-
Notifications
You must be signed in to change notification settings - Fork 31.3k
Closed
Labels
Description
System Info
transformersversion: 4.32.0.dev0- Platform: Linux-5.15.0-76-generic-x86_64-with-glibc2.31
- Python version: 3.10.10
- Huggingface_hub version: 0.14.1
- Safetensors version: 0.3.1
- Accelerate version: 0.21.0
- Accelerate config: not found
- PyTorch version (GPU?): 2.0.0+cu117 (True)
- Tensorflow version (GPU?): 2.13.0 (False)
- Flax version (CPU?/GPU?/TPU?): 0.7.0 (cpu)
- Jax version: 0.4.13
- JaxLib version: 0.4.13
- Using GPU in script?: yes
- Using distributed or parallel set-up in script?: It seems yes, but I don't want to ;)
Who can help?
No response
Information
- The official example scripts
- My own modified scripts
Tasks
- An officially supported task in the
examplesfolder (such as GLUE/SQuAD, ...) - My own task or dataset (give details below)
Reproduction
Hi,
I'm running the unchanged "VisionTextDualEncoder and CLIP model training example" on my local laptop (which has 1 GPU) and wonder why it claims to do distributed training: True (and not False). From the output:
07/19/2023 15:21:22 - WARNING - __main__ - Process rank: 0, device: cuda:0, n_gpu: 1distributed training: True, 16-bits training: False
The above output originates from run_clip.py
logger.warning(
f"Process rank: {training_args.local_rank}, device: {training_args.device}, n_gpu: {training_args.n_gpu}"

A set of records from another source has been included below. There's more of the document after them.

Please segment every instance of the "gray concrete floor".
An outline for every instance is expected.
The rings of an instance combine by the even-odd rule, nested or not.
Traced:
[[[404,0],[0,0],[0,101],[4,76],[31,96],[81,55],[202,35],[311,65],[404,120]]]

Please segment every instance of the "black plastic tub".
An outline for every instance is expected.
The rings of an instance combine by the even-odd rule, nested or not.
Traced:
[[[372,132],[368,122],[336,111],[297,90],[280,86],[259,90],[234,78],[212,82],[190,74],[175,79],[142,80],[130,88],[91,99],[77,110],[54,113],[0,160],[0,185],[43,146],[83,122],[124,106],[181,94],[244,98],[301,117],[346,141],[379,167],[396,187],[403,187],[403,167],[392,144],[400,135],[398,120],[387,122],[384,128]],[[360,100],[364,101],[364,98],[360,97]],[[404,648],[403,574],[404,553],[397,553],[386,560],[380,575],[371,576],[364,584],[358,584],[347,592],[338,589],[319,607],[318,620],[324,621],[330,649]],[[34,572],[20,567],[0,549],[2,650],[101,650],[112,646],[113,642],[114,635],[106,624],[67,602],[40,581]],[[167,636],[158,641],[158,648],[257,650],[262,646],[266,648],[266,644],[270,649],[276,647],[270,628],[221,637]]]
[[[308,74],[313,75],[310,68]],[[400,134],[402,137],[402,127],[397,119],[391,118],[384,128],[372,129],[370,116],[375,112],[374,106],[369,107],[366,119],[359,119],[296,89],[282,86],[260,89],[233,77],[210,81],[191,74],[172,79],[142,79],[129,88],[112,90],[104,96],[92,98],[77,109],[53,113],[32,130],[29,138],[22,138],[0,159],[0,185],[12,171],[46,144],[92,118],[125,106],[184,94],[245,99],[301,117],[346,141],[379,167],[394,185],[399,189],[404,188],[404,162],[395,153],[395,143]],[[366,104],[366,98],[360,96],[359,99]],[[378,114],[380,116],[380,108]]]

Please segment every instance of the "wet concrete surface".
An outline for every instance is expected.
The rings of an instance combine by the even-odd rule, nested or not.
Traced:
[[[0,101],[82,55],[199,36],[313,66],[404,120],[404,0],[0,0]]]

+ f"distributed training: {bool(training_args.local_rank != -1)}, 16-bits training: {training_args.fp16}"
)
- The default should be
training_args.local_rank=-1according toTrainingArgumentsbut is somehow set to0in this example and I don't know why. - Adding
local_rank=-1to the run_clip.py example script does not show any effect.
My questions:
- Is it intended that
local_rankis set to0? - Does
local_rank=0really mean that distributed training inTraineris enabled? (I'm new toTrainerand usually work withDistributedDataParallel) - How to switch off distributed training?
Bigger picture: Sometimes my training (on a cluster) hangs up in n-1 iteration and never finishes. I wonder if this has to do with distributed training. I don't know how to debug this.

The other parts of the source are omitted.